Où en est-on dans la prise en charge de ces personnes '
Il n'existe pas de prise en charge au sens propre du mot. Souvent, c'est la famille qui prend en charge le malade. D'ailleurs, je dirai que c'est une chance que nous avons dans notre société. Donc, il faut réfléchir à un moyen pour assister ces familles. Aussi, les patients ne sont pas aidés sur le plan socioprofessionnel. Pour les réinsérer dans la société, il leur faut un travail à mi-temps. Dans ce sens, je lance un appel aux autorités pour réfléchir à une solution ou à un projet pour ces personnes. Le retour dans la famille n'est guère une réinsertion dans la société, ces personnes doivent être actives. L'activité est un passage qui les transforme, les valorise à travers un salaire, leur procure une place dans la société. Pour ce qui est des moyens mis par l'Etat, il est à relever que ce dernier a consacré des moyens colossaux pour le traitement de ces pathologies. Tous les médicaments (psychotiques) sont sur le marché algérien. En une phrase, l'Etat a mis à la disposition des malades et des praticiens des outils thérapeutiques qui n'existent que dans les pays développés.
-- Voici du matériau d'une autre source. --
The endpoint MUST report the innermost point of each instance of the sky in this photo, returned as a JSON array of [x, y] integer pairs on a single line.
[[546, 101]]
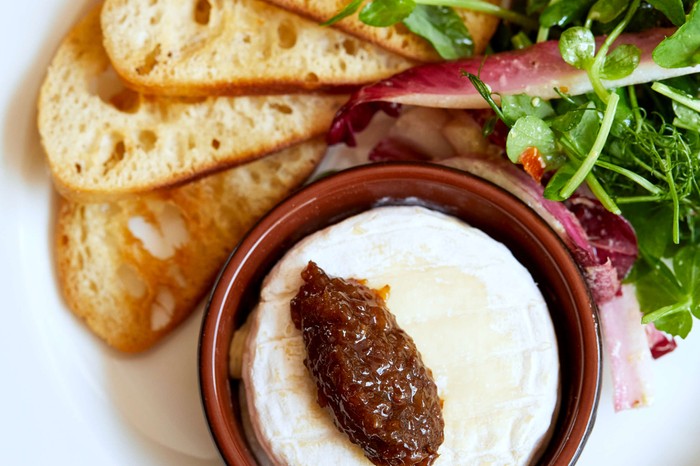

Que recommandez-vous pour une meilleure prise en charge de ces personnes '
Les familles des malades n'ont d'autres recours que le médecin. A Blida à titre d'exemple, le CHU Franz-Fanon propose des séances d'ergothérapie mais cela reste insuffisant. Il faut installer des relais comme les hôpitaux du jour. A ce stade aussi, le rôle du mouvement associatif est primordial. De ce fait, il est impératif d'établir des réseaux associatifs pour aider et les malades et leurs familles. Pour le moment, les choses commercent à bouger, espérons que cela continuera dans les années à venir.